Riley's was located on the south shore of Lake Lonely. It was originally opened in 1886 by James H. Riley, noted as a champion rower. In 1923, it was sold to Matthew J. "Matty" Dunn, a noted New York nightclub owner. In 1925, a raid found that Riley's had "nearly 100 tables, a large orchestra and thirty negro waiters." In 1931, Riley's burned and, in 1932, was sold to "Doc" Farone, who rebuilt it and renovated it in art deco style between 1934 and 1936. Dunn continued to lease Riley's until 1938. Riley's closed in 1942.
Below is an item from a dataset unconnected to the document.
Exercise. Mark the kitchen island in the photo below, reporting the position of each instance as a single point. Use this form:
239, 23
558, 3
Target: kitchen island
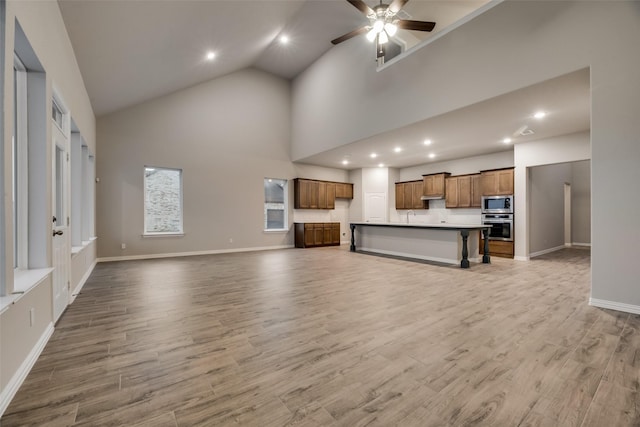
446, 243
In August 1984, Riley's Lake House was reopened for one night for a benefit dinner-dance, An Evening in Old Saratoga, to benefit multiple-sclerosis research."

In 1996, the contents of Riley's Lake House were auctioned off and the building demolished.

===Smith's Interlaken===
The Interlaken opened in 1939. It sported a small lunch counter and a large casino. It went out of business and was auctioned off in August 1940 and burned in 1970.

==The end==
In 1950 the Kefauver Committee initiated a campaign against organized crime and illegal gambling. The Committee hearings forced Saratoga Springs' city government to finally take action. In 1951 "Doc" Farone was indicted on gambling charges. In 1953, Gerard King, operator of Newman's Lake House, pleaded guilty to gambling and conspiracy charges. Meyer Lansky served a few months in Saratoga County Jail for gambling, his first jail sentence. Organized crime moved its gambling operations to Havana, Cuba, until the revolution, and later to Las Vegas.

The end of gambling spelled the end for the lake houses. In 1956, Frank Sullivan wrote in a piece for Sports Illustrated: "Sin being conspicuous by its absence at Saratoga these days, no ear, however delicately attuned, can detect the click of a roulette wheel."